Clock Harmonic Coupling to RF
Clock harmonic interference is the most common mixed-signal EMI problem in consumer electronics, affecting smartphones, Wi-Fi routers, and IoT devices.
Mitigation Strategy
(1) Frequency planning: choose clock frequencies whose harmonics do not fall in the RF receive bands. Use a spreadsheet to compute n × f_clk for n = 1 to 100 and check against: Wi-Fi (2400-2483.5, 5150-5850, 5925-7125 MHz), Cellular (700-2600 MHz), GPS (1575.42 MHz), and Bluetooth (2402-2480 MHz). If a harmonic falls in a critical band: change the clock frequency by a few percent or use spread spectrum clocking. (2) Physical separation: 20 mm: approximately 30-40 dB isolation at 2.4 GHz. 50 mm: approximately 40-50 dB. 100 mm: approximately 50-60 dB. Combined with a ground plane between the clock and RF circuits: additional 15-25 dB. (3) Shielding: a metal shield can (stamped or soldered) over the digital section provides 20-40 dB of additional isolation. The shield must be grounded with multiple vias to the PCB ground plane. (4) Filtering: a low-pass filter on the clock output reduces harmonic levels. A ferrite bead on the clock power supply reduces conducted harmonics.
f_corner = 1/(π × t_r) (spectral envelope knee)
Required isolation: 60-80 dB (clock to RF RX)
Physical separation: 30-60 dB (20-100 mm)
Shield can: additional 20-40 dB isolation
Frequently Asked Questions
How do I know which clock frequency is safe?
Create a harmonic map: list all clock frequencies × harmonic numbers. Highlight any harmonic that falls within ±5 MHz of an RF receive band. No clock is perfectly safe (there are always harmonics in some RF band), but you can avoid the worst cases. Use spread spectrum clocking (SSC) to spread the harmonic energy across a wider bandwidth, reducing the peak spectral density by 10-20 dB.
Can I simulate clock-to-RF coupling?
Yes. Use a 3D EM simulator (HFSS, CST) with the PCB layout. Model the clock trace, the RF receive trace/antenna, and all ground planes. The simulation predicts the coupling magnitude (S21 between the clock and RF ports). However: the simulation is only as accurate as the PCB model. Stray coupling through cables, connectors, and enclosure resonances is difficult to simulate and often dominates in practice.
What about USB 3.0 interference to 2.4 GHz?

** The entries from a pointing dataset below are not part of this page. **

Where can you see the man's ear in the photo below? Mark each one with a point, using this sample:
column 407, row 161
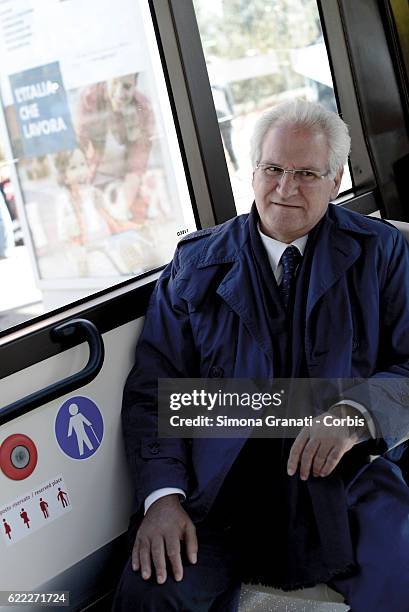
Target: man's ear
column 336, row 183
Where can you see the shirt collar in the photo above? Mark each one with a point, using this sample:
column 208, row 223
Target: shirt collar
column 275, row 248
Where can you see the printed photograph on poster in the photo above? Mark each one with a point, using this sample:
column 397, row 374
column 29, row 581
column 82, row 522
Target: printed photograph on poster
column 98, row 193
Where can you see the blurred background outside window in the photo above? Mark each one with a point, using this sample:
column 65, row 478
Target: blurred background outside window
column 260, row 53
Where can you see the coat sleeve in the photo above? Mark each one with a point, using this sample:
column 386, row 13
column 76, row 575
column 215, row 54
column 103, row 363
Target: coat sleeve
column 165, row 350
column 386, row 393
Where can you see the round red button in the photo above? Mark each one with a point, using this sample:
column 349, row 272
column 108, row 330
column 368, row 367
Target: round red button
column 18, row 456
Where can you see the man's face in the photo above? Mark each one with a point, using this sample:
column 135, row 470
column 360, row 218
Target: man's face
column 287, row 207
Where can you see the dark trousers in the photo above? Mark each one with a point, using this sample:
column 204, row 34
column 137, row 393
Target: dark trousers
column 211, row 585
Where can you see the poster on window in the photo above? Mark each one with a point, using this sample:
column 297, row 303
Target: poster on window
column 101, row 188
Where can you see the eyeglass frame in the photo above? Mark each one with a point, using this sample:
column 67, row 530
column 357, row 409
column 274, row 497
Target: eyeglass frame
column 293, row 171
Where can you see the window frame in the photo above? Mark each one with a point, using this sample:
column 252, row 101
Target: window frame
column 203, row 157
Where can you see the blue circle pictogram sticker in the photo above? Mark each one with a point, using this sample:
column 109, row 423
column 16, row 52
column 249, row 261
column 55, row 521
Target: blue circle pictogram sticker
column 79, row 427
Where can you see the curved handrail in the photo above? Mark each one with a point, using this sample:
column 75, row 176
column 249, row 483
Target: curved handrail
column 67, row 330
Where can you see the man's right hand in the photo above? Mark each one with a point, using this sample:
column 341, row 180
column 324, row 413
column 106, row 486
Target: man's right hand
column 165, row 524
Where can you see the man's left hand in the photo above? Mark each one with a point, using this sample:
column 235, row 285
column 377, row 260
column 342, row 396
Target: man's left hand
column 320, row 448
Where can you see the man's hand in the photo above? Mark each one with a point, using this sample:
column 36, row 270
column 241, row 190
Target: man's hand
column 163, row 527
column 321, row 447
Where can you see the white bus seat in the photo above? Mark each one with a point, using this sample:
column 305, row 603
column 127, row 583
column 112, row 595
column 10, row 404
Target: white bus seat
column 321, row 592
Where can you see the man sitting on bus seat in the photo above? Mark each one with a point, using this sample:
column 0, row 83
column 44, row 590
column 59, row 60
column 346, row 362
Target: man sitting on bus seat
column 298, row 288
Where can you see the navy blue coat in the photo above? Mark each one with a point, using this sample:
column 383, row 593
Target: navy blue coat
column 206, row 319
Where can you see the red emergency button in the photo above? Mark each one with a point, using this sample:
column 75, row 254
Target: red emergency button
column 18, row 456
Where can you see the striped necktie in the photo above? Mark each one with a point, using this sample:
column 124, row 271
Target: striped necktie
column 289, row 260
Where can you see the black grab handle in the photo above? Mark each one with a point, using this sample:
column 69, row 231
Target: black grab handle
column 62, row 333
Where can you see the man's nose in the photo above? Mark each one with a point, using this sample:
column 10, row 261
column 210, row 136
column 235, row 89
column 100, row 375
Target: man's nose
column 287, row 185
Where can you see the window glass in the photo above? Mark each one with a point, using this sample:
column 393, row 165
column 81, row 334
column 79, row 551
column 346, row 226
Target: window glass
column 258, row 54
column 93, row 186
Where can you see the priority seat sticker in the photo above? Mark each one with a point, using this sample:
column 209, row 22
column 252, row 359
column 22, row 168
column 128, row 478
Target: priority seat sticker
column 34, row 510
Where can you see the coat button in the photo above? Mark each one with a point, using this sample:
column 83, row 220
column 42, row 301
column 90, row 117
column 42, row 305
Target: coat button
column 404, row 398
column 216, row 372
column 154, row 448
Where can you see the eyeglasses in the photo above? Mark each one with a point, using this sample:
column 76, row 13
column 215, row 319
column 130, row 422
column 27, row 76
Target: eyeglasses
column 276, row 173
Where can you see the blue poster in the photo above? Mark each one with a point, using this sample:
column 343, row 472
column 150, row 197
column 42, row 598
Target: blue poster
column 79, row 427
column 42, row 110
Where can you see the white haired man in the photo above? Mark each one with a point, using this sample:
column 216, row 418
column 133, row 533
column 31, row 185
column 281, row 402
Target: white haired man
column 299, row 288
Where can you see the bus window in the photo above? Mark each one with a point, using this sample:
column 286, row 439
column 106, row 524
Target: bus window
column 259, row 54
column 88, row 152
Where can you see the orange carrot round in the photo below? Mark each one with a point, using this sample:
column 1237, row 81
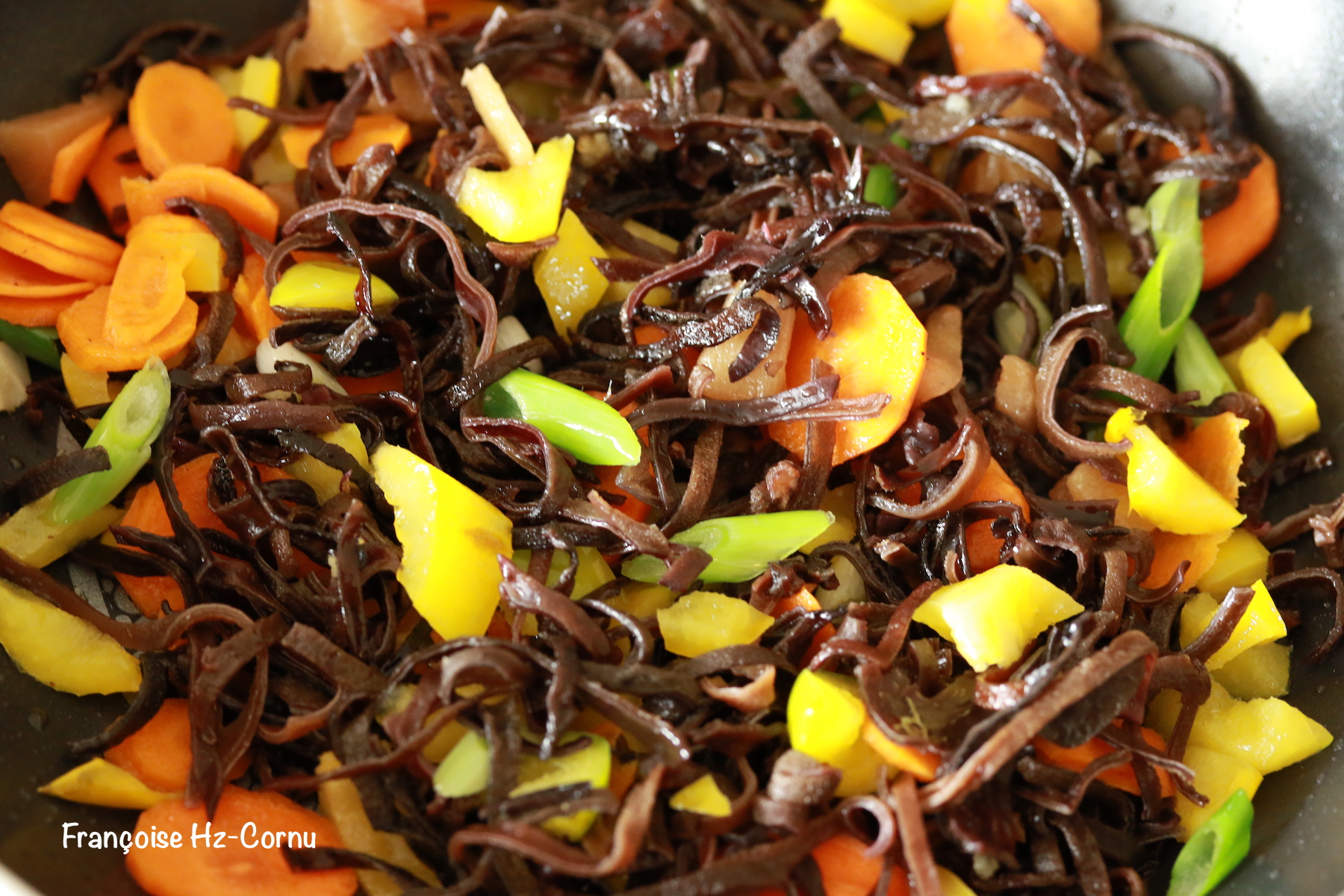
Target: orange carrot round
column 877, row 344
column 987, row 37
column 73, row 160
column 242, row 855
column 181, row 116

USB 3.0 uses a 5 Gbps data rate (fundamental at 2.5 GHz). The data spectral energy spreads across 2.4-2.5 GHz, overlapping with Wi-Fi and Bluetooth at 2.4 GHz. This is a well-known interference issue. Mitigation: shielded USB cables, EMI filtering on the USB connector, and physical separation between the USB connector and the 2.4 GHz antenna. Intel published a white paper addressing this issue, and it remains a design challenge in modern laptops and desktops.